6.4 L'Ombudsman a soigneusement étudié tous les documents présentés par le plaignant afin d'étayer son point de vue selon lequel son supérieur n'avait ni les qualifications ni la capacité d'évaluer son rendement. Toutefois, à la lumière de ces documents, il ne voit pas suffisamment d'éléments de preuve pour appuyer le point de vue du plaignant.
6.5 Par conséquent, le Médiateur considère que le plaignant n'a pas étayé son allégation selon laquelle son supérieur n'a pas été en mesure d'évaluer son rendement.
7 Sur la prétendue nullité du rapport de notation du requérant7.1 Le requérant a fait valoir qu'en raison de plusieurs lacunes présumées dans la production de son rapport de notation pour l'année 2004, son rapport de notation était nul. Le Médiateur rappelle qu’il n’a constaté de mauvaise administration qu’en ce qui concerne le retard dans la production du rapport. Le Parlement a fait valoir que ce retard n'avait eu aucune conséquence sur la carrière du plaignant, notamment en ce qui concerne le déroulement de la procédure de promotion. Le plaignant a estimé que le retard avait en fait eu de lourdes conséquences sur sa carrière. Toutefois, il n’a pas précisé de quelle manière il considère que tel est le cas. Par conséquent, le Médiateur estime que le plaignant n'a pas établi que le retard dans la production de son rapport de notation était de nature à le rendre nul.

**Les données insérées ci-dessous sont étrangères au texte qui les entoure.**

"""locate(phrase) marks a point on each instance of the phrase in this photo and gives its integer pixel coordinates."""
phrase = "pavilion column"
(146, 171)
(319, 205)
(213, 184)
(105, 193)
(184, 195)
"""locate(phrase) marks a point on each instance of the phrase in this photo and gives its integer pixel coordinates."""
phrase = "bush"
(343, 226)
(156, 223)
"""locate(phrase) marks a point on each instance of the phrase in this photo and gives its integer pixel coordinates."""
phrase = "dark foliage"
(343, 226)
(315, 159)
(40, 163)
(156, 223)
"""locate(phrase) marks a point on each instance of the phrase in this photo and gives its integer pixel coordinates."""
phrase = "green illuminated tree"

7.2 Compte tenu de ce qui précède, et étant donné que le Médiateur n'a constaté aucun cas de mauvaise administration en ce qui concerne les autres aspects de la présente affaire, il estime que le plaignant n'a pas étayé son point de vue selon lequel son rapport de notation pour l'année 2004 était nul.
8 ConclusionSur la base des enquêtes menées par le Médiateur sur cette plainte, il est nécessaire de formuler la remarque critique suivante:
Il est de bonne pratique administrative qu'une autorité investie du pouvoir de nomination achève l'évaluation périodique de son personnel dans les délais prévus par la réglementation applicable. En l'espèce, le rapport de notation du plaignant a été achevé avec près de trois mois de retard. Ce retard constitue une mauvaise administration.

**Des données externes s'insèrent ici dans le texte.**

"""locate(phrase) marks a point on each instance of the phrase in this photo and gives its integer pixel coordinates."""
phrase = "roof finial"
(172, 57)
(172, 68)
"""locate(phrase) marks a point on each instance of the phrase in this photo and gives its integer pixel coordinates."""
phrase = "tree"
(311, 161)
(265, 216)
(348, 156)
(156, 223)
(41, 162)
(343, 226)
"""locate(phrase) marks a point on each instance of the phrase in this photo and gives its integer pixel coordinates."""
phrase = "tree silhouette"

Étant donné que le plaignant n’a pas précisé en quoi il estime que le retard dans la production de son rapport de notation a eu des conséquences sur sa carrière et qu’il n’a formulé aucune réclamation à cet égard, le Médiateur estime qu’il n’est pas justifié de poursuivre l’examen de la question afin de tenter de parvenir à un règlement à l’amiable.
Le Président du Parlement sera également informé de cette décision.

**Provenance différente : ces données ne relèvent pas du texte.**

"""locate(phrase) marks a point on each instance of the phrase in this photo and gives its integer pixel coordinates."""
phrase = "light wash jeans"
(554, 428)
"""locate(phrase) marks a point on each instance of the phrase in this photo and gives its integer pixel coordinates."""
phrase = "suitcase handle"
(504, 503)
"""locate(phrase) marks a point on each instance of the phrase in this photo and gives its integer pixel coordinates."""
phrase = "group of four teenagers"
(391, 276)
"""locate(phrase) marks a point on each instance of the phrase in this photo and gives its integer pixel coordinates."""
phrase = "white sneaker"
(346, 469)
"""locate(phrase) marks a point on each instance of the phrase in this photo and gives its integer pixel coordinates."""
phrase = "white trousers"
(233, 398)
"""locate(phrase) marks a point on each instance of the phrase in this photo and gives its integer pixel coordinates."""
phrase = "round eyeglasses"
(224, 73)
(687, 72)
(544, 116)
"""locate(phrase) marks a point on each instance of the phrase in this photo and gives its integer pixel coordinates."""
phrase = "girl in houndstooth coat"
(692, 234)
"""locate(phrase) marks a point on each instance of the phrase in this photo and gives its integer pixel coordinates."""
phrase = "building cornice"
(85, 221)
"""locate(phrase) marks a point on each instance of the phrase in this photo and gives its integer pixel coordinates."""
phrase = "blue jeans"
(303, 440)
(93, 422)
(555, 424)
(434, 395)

Je vous prie d'agréer, Monsieur, l'expression de mes sincères
P. Nikiforos DIAMANDOUROS
(1) Il apparaît que cette note figurait dans la communication du 25 septembre 2003, à laquelle le Parlement et le plaignant se sont référés.
(2) Affaire T-23/91, Maurissen/Cour des comptes, Rec. 1992, p. II-2377, point 40.
(3) Le commentaire pertinent dans le rapport de notation du plaignant est le suivant: «Le noté possède d'excellentes bases (...), mais les traduits parfois de façon abrupte (...).»
(4) Le Parlement a renvoyé à l'affaire T-164/97, Busacca e.a./Cour des comptes, Rec. 1998, p. II-1699.
(5) La décision du Médiateur est disponible sur son site internet (http://www.ombudsman.europa.eu/decision/fr/031319.htm).
(6) Affaire T-327/01, Lavagnoli/Commission, Rec. 2003, p. II-691.
(7) Le Parlement a renvoyé à l'affaire T-23/91, Maurissen/Cour des comptes, Rec. 1992, p. II-2377.